An aspect that was not important to implementing the survivorship plan was the need to educate and train staff. The nurses and advanced practice professionals who are charged with creating and delivering survivorship plans already possess knowledge and skills necessary for survivorship care plan use. The assessment of potential treatment effects, preventive counseling and patient education required were compatible with nursing professional roles.

In addition, many templates for survivorship plans are available, such as one by the National Cancer Institute Community Cancer Centers Program. It starts with a summary of the patient’s treatment, followed by a list of potential long-term effects associated both with the treatments and the type of cancer they have.

It also includes a list of potential concerns the patient may have, about their emotional health, sexual health, parenting issues, financial concerns, fertility issues and who in their health care team could help address those worries.

The plan also makes recommendations for healthy living when it comes to diet, weight management, exercise, smoking and alcohol intake. Finally, it outlines a follow-up care plan such as future doctor appointments, medication schedules and proper surveillance of potential recurrence.

Having some sort of survivorship program will soon be a benchmark for the country’s top cancer care facilities. In 2015, the Commission on Cancer, a consortium of cancer organizations that seeks to improve care and quality of life, required use of survivorship care plans as a mark of cancer care quality. 

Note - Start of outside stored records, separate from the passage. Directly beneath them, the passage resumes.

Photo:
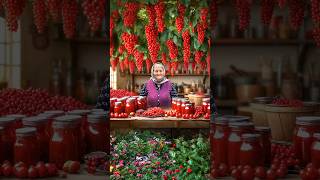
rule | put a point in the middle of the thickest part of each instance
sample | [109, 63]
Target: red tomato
[271, 174]
[32, 172]
[247, 174]
[260, 172]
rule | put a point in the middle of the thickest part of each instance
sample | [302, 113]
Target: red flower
[189, 170]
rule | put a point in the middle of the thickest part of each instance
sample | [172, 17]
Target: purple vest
[162, 96]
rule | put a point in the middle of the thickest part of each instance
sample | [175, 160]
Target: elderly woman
[158, 89]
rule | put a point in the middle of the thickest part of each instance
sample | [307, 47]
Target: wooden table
[159, 122]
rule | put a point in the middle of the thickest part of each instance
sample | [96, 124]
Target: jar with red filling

The University of Kansas Cancer Center and the Midwest Cancer Alliance recently opened The University of Kansas Survivorship Transition Clinic for adult survivors of pediatric cancer. These young adults are at risk for such issues as secondary cancers, fertility issues, cardiovascular disease, and weakened immune systems.

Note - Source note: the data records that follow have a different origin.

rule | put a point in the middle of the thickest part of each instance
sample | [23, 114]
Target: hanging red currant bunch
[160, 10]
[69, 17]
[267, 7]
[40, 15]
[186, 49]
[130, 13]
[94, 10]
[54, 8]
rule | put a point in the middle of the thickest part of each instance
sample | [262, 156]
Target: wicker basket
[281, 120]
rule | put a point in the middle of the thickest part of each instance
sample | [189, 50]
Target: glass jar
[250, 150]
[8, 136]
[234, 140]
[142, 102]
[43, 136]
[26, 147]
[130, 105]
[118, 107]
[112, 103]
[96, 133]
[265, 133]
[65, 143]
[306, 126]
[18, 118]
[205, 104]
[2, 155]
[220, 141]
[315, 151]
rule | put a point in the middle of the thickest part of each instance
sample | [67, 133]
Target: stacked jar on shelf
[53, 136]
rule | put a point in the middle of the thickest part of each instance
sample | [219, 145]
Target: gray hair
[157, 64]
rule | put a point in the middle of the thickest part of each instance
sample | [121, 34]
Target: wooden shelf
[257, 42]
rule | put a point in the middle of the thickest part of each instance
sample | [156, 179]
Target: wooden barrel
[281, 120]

"This program helps give pediatric cancer survivors access to long-term care tailored to their unique needs," explains Becky Lowry, M.D., medical director of the new clinic and assistant professor of internal medicine at KU Medical Center.

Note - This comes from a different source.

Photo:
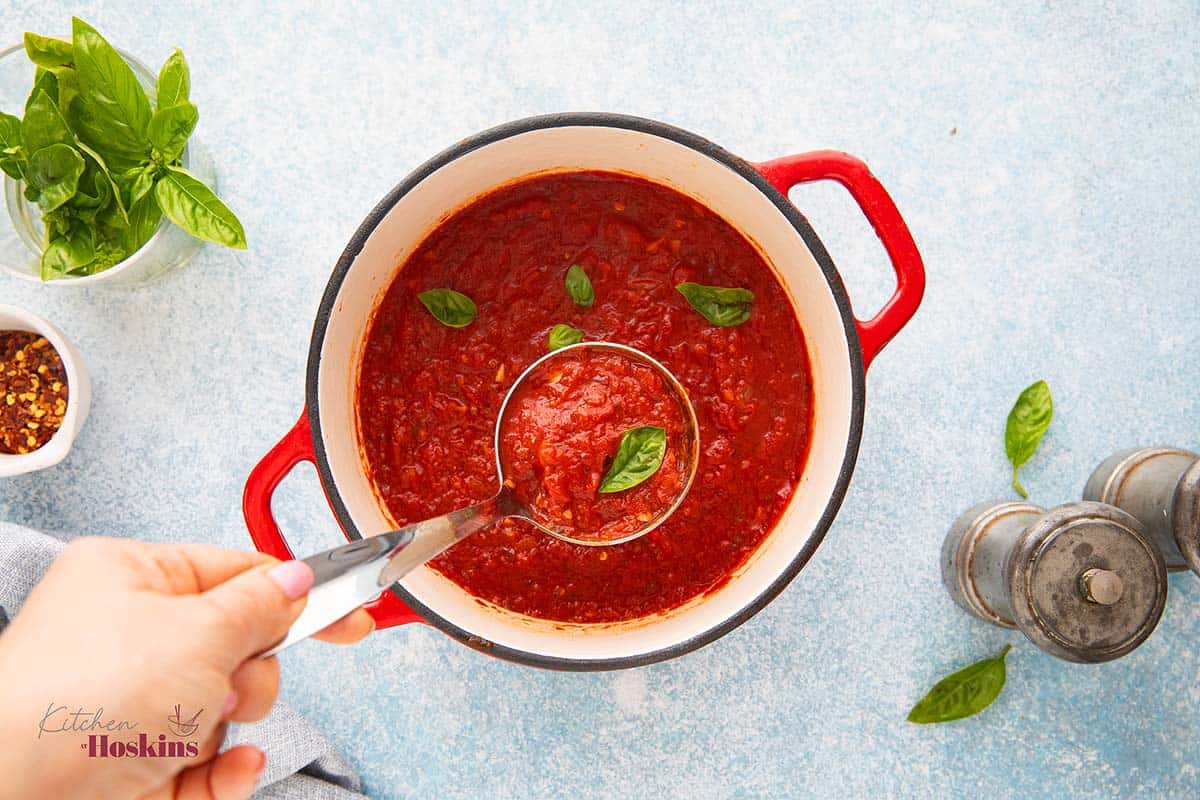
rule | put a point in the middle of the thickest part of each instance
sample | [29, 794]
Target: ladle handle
[352, 575]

Survivorship care plans help keep the continuity of a patient’s cancer care and ensure they have their post-cancer needs and fears addressed.

“Past and current research has suggested that these plans help improve peace of mind, and help people start and keep healthy behaviors,” said Dr. Ellis. “It also keeps patients informed about their own cancer, treatment and follow-up care so they can be their own best advocate. Hopefully, this work will help cancer programs add survivorship plans as a standard option for their patients.”

Relevant publications

  • Birken, S. A., Presseau, J., Ellis, S. D., Gerstel, A. A., & Mayer, D. K. (2014). Potential determinants of health-care professionals’ use of survivorship care plans: a qualitative study using the theoretical domains framework. Implementation Science, 9(1), 167.

The Needs of Cancer Survivors

Keeping track of one’s health is just as important after cancer treatment as it is during treatment. It’s important to note any physical or emotional issues and address them at future doctor appointments. Here are important questions to for survivors to ask once they’re in the post-treatment stage.

  • • Do I need any follow-up tests? How often should they be done?
  • • What symptoms should I watch for? Which doctor should I call?
  • • What side effects should I be aware of? How long will they last?
  • • Do I need a diet and exercise plan to stay healthy?
  • • How can I address any mental health needs I might have?